Par Vicki Laforce
Là se cachent nos étés
Ce n’est pas que c’est mort en moi
tout s’est arrêté
brusquée parmi les fauves
le ciel est descendu
la montagne s’est aplanie
passe et repasse l’ombre, nos étés
l’oie des neiges aux aguets observe
elle et moi sommes dans le silence
l’or volé aux dieux
amours laissées pour mortes
le ciel redresse ses chiens
autant de fleurs, feuilles, générations
enfouies sous la montagne érodée
c’est là, là
j’irai quérir la petite voix
au centre de la tendresse
parmi les sépultures des Anciens
là où animaux et humains
dorment et veillent ensemble
là se cachent tous nos étés
théâtre des grands cycles du monde
volcan originel, chats et muguets
posent pour nous
dans une gestuelle impossible
se fabrique le sol du ciel
Du cœur de l’été
Il m’aura fallu arracher l’étincelle
voler aux dieux lumière et feu
du corps de la nuit
tu as pu m’extirper
diamant sauvage
cachées sous les ténèbres, nos vies
enchâssées d’heures sombres
attendent un détour
je croyais l’été revenu
à vrai dire, je ne sais plus
les saisons t’appartiennent
tandis que folle, je braconne au ciel
cet outil capable d’insérer le soleil
en ton cœur…
l’hiver lent glisse, trompe l’automne
m’envahit
La peau fragile du réel
Nous avons avalé tant de soleils
pourchassé des ours
survécu aux lunes, ses lions
ouvert les cercueils des aigles
ces êtres en nous
fous accourent vers l’aube
font exploser les frontières
la peau fragile du réel
sera la seule fidèle
ombre véritable
à te traverser
tandis que la chute s’annonce
prend fin le rêve
des étés que nous fûmes
demain, nous traverserons cette nudité
propre à l’automne, corps nus
cœurs tombés
En l’amour des pays limitrophes
Le temps des
empires est mort
ne me demandez
pas combien
combien de temps,
combien d’amours
combien de morts
parmi les empires
juillet m’a prise
dans sa furie
enchaînée aux bêtes
douces, bêtes
sauvages
mais l’automne
s’annonce déjà
déjà en ma peau
trépassent les
cirques, clowns,
chameaux, rêves
l’été et ses noces
s’écroulent en mes
veines
l’urgence est à l’exil,
reviens dans tes terres
retourne le sol et
exige la tête des
enfers
car nous
traverserons ce
bestiaire où je vis
où je vis le cœur
ferré à l’imaginaire
loin des corps, loin
des morts
en une saison
altière
je serai toujours
amoureuse
des pays
limitrophes
moi, l’été et ses
chimères
spleen d’octobre
enfermée à double escale
au centre la douleur, terre natale
compressée, je suis née trop fragile
pour mourir
*
l’automne se retourne
vers toi
je regrette ce cœur ouvert
recouvert de mines explosives
je trace des cercles couverts
autour des épines pensives
décidée à repeindre l’eau
autour du fleuve déserté
les barques forment dans l’étau
les ruines saignant de fierté
le sang des épaves tapies
le signe recherché s’estompait
dans l’ombre sous l’or des tapis
ces poètes que l’on trompait
Biographie
Originaire de Montréal, Vicki Laforce s’est consacrée à des études universitaires après avoir voyagé et fondé une famille : elle a obtenu une maîtrise en Histoire et une maîtrise en Études du religieux contemporain.
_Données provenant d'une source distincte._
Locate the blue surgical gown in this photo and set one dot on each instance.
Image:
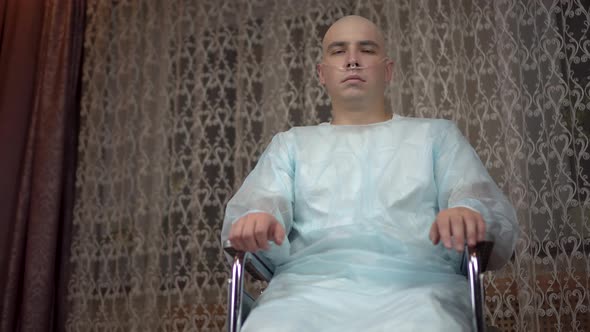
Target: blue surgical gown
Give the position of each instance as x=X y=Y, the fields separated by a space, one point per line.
x=357 y=202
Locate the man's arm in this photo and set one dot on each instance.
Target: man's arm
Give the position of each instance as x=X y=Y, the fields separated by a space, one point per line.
x=262 y=209
x=471 y=204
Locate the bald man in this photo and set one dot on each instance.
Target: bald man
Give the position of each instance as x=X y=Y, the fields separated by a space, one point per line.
x=365 y=217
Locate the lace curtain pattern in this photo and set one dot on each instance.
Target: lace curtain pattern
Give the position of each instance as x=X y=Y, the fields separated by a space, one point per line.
x=181 y=97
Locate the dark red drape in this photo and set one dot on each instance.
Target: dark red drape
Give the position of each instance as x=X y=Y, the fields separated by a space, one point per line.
x=40 y=60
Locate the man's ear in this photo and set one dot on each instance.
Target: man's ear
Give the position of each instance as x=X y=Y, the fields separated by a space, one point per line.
x=388 y=70
x=321 y=74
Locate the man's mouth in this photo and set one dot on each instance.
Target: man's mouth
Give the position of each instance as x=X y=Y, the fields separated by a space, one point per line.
x=353 y=78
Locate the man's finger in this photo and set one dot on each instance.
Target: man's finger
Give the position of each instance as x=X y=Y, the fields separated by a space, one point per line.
x=471 y=230
x=434 y=235
x=277 y=232
x=248 y=236
x=261 y=233
x=458 y=230
x=481 y=228
x=235 y=235
x=444 y=229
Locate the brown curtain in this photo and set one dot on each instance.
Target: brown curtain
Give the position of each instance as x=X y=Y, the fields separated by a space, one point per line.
x=40 y=61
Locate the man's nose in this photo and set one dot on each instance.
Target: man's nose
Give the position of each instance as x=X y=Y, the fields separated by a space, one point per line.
x=352 y=60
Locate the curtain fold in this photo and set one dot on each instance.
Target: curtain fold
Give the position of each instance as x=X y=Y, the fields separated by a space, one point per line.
x=181 y=97
x=40 y=54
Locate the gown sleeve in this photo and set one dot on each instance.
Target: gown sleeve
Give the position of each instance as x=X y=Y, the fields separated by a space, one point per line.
x=463 y=181
x=268 y=188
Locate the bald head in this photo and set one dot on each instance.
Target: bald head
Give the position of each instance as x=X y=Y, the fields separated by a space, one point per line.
x=350 y=27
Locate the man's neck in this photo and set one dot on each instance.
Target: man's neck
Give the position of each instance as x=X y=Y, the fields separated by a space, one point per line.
x=350 y=114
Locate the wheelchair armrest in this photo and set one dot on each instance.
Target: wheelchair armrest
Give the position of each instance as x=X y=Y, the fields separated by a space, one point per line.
x=481 y=252
x=257 y=265
x=240 y=302
x=473 y=264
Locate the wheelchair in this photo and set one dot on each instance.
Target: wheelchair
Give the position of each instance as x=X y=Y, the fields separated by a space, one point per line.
x=473 y=264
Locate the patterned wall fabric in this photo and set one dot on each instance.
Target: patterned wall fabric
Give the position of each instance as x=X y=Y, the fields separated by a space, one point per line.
x=180 y=98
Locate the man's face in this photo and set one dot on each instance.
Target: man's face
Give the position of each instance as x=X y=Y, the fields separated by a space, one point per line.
x=349 y=43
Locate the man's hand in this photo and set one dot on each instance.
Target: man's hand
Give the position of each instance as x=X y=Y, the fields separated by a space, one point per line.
x=253 y=231
x=458 y=223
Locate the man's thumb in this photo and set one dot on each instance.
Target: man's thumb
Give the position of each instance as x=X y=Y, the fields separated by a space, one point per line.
x=278 y=233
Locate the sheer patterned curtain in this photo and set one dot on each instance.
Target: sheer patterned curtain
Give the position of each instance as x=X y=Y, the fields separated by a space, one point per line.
x=180 y=98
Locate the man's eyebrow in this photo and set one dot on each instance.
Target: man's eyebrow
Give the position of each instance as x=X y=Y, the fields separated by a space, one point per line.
x=369 y=43
x=361 y=43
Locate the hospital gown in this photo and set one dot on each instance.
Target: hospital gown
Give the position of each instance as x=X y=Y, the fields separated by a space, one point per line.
x=357 y=202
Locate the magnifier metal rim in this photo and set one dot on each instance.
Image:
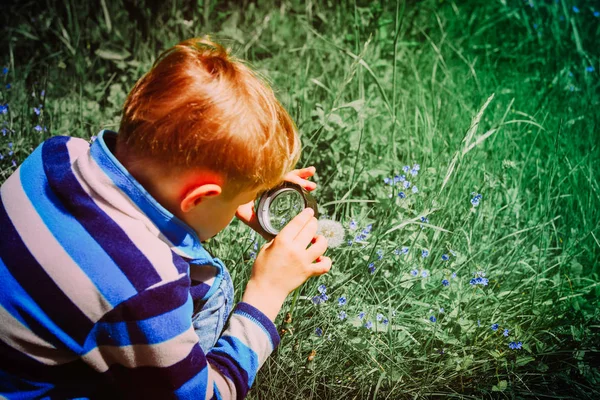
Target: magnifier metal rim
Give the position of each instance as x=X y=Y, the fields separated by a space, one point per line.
x=266 y=199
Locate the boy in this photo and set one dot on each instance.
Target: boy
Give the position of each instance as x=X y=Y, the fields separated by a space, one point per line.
x=105 y=288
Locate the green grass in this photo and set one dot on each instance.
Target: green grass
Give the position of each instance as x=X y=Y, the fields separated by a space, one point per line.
x=374 y=87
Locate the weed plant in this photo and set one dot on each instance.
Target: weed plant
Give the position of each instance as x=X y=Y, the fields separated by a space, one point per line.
x=456 y=141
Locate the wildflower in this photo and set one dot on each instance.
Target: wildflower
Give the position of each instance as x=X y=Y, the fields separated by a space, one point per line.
x=333 y=232
x=476 y=199
x=515 y=346
x=353 y=225
x=372 y=268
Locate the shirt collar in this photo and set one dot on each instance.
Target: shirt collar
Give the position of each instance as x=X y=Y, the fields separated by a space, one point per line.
x=182 y=237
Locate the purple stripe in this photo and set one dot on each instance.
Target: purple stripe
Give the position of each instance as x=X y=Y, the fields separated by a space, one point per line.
x=261 y=318
x=232 y=370
x=41 y=288
x=57 y=166
x=157 y=382
x=151 y=302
Elle aime beaucoup les grands classiques, surtout ceux du 19e siècle romantique et la poésie qu’il reflète. Elle s’intéresse aussi à la psychologie, à la philosophie et aux arts visuels : ses thèmes de prédilection nourrissent sa quête de sens, l’horizon philosophique et spirituel dans lequel elle navigue interrogeant grâce à celle-ci la place de la femme et de l’homme dans le monde d’aujourd’hui.